The bank lending survey (BLS) captures banks’ opinions regarding the change in the supply of loans and the change in non-financial corporations’ and households’ demand for loans. The results of the latest survey were released by the Czech National Bank (CNB) this week.

Banks responded that there was a further decline in margins due to increased competitiveness, both for housing and consumer credit.

The three-year decline in margins in the non-financial corporations’ ceased this quarter, but a slight decline was reported for more risky large corporates.

Demand for corporate loans was driven relatively broadly in 3Q17, both in terms of investment activity and working capital needs. Part of the market also saw demand for funding business restructuring and M&A. On the contrary, demand was lower due to the use of own company resources. For housing loans, demand declined, for the first time since 1Q14. This was driven by tighter CNB recommendations, higher interest rates and, partially, the frontloading of mortgages. In the case of consumer credit, demand did not change, and it remains solid due to strong consumer confidence and gradually declining interest rates for clients.

All in all, the results of the survey confirmed a tightening of credit standards for housing loans, which started in 4Q16. This is related to the stricter recommendations of the CNB focusing on the residential real estate market, but also to an increase in bank financing costs and, last but not least, to the increased concerns of banks about future developments in the real estate market, where prices of flats are accelerating by a double-digit pace in the last year or so. Despite the tightening of standards seen in previous quarters, the volume of new loans has not yet shown a significant slowdown till July this year. 

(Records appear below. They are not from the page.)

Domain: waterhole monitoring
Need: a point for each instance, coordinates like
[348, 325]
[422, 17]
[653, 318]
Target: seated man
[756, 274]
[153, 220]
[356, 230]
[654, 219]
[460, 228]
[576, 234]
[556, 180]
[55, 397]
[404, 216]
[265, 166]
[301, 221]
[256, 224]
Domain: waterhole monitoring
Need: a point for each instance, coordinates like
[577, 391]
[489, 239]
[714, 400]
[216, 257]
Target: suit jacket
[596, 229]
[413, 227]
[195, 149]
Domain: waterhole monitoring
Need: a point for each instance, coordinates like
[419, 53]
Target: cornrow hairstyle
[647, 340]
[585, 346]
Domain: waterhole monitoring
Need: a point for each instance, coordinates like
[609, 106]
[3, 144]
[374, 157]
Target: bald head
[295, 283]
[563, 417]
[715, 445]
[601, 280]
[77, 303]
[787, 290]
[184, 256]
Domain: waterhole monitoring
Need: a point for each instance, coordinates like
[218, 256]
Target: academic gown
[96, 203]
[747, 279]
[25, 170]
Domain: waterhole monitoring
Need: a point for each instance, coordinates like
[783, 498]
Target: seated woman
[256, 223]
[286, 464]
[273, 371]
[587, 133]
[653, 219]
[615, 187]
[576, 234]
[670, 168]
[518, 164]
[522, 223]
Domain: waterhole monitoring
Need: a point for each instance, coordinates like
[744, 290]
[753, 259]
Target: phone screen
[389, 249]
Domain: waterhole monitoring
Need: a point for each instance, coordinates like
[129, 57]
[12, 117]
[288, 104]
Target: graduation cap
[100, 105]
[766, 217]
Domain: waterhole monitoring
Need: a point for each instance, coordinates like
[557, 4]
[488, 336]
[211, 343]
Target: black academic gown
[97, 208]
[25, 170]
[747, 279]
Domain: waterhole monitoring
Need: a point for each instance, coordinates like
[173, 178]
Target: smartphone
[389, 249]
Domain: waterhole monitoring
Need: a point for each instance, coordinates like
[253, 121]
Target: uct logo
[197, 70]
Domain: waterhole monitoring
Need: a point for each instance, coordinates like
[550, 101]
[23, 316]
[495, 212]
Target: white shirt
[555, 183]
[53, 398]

The latest survey, however, confirms the trend observed in recent credit statistics that demand for new home loans is slowing down. Banks believe that this is related to the frontloading effect when a number of households tried to get a mortgage in 2Q17 due to concerns that credit availability will gradually worsen. Still, we believe that some slowdown in new housing loans will continue driven by a combination of factors: stricter CNB limits for LTV, higher interest rates, relatively expensive property prices and a broadly limited supply of new flats limiting further demand.